[Beowulf] RAID question

mathog mathog at caltech.edu
Fri Mar 13 17:52:26 PDT 2015


A bit off topic, but some of you may have run into something similar.

Today I was called in to try and fix a server which had stopped working. 
  Not my machine, the usual sysop is out sick.  The
model is a Dell PowerEdge T320 with a Raid PERC H710P controller.

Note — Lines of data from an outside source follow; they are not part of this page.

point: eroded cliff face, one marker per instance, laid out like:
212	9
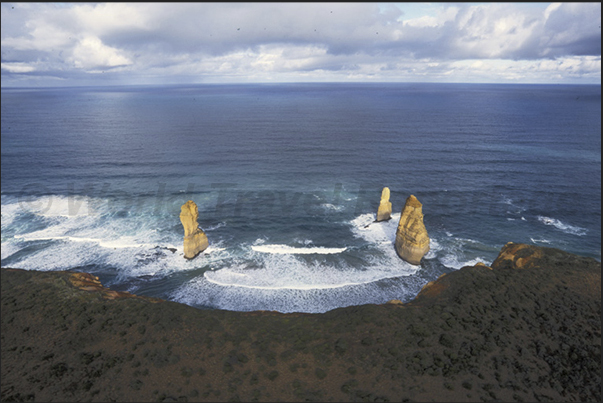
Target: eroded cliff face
385	207
195	240
412	241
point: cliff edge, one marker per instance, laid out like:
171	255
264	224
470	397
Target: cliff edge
526	328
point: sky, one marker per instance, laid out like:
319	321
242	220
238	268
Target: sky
72	44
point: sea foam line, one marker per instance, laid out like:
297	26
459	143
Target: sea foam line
290	250
295	287
568	229
103	243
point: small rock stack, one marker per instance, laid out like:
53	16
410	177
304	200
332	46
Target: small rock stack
195	240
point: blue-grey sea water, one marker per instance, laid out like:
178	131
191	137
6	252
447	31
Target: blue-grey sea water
287	177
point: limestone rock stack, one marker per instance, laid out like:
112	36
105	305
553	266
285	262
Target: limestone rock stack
195	240
385	207
412	241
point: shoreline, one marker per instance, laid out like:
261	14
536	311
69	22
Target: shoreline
527	328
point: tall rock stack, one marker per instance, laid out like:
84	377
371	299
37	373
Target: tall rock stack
195	240
385	207
412	241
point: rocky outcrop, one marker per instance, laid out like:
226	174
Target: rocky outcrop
527	329
385	207
195	240
412	241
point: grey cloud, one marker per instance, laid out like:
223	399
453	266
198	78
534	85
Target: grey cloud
157	37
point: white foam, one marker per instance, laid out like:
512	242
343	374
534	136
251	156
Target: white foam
382	232
539	240
290	250
8	249
214	227
62	206
568	229
330	206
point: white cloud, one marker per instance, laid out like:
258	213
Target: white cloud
91	53
18	67
299	41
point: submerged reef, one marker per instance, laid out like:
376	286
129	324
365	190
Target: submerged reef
526	328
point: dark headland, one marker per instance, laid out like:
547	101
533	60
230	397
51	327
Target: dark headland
528	328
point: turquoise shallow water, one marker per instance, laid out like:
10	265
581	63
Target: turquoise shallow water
286	178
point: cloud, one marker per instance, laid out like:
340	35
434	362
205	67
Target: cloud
134	42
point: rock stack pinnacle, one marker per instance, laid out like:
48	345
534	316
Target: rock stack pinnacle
385	207
195	240
412	241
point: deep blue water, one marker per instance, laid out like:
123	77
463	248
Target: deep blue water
286	178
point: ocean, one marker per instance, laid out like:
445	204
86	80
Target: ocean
288	178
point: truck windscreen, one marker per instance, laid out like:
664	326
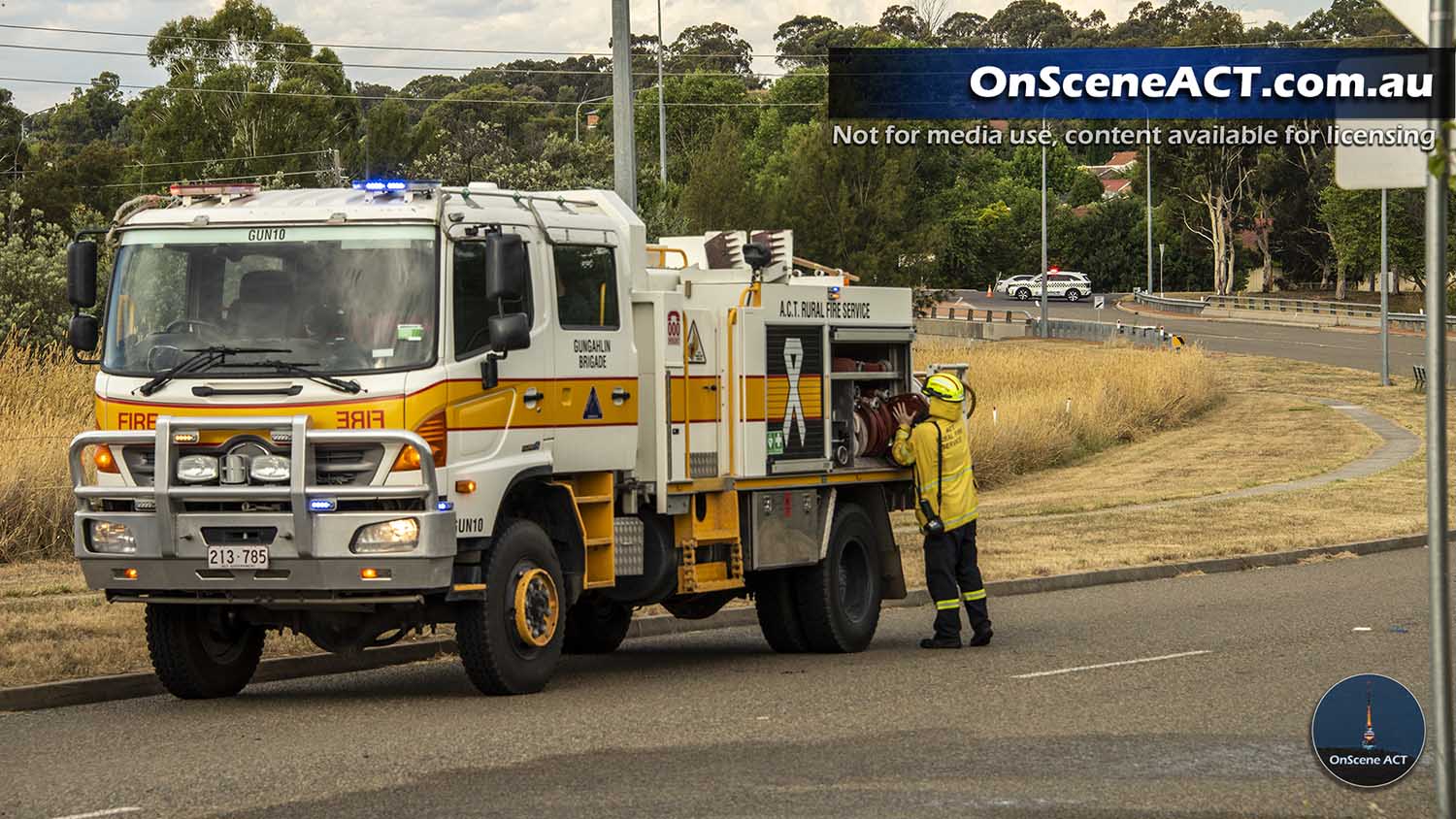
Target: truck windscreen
337	299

The symptoms reported were "it stopped working, could not find 'ls', and 
wouldn't reboot past grub".  (Evidently it could find 'reboot'.)

Got into the BIOS and ran RAID consistency check, which took 3 hours.  
It didn't say if it had passed or failed, or put up any sort of status 
message whatsoever, but there were no failure lights lit on the disks.

On a reboot it gives:

   grub error 8: kernel must be loaded before booting.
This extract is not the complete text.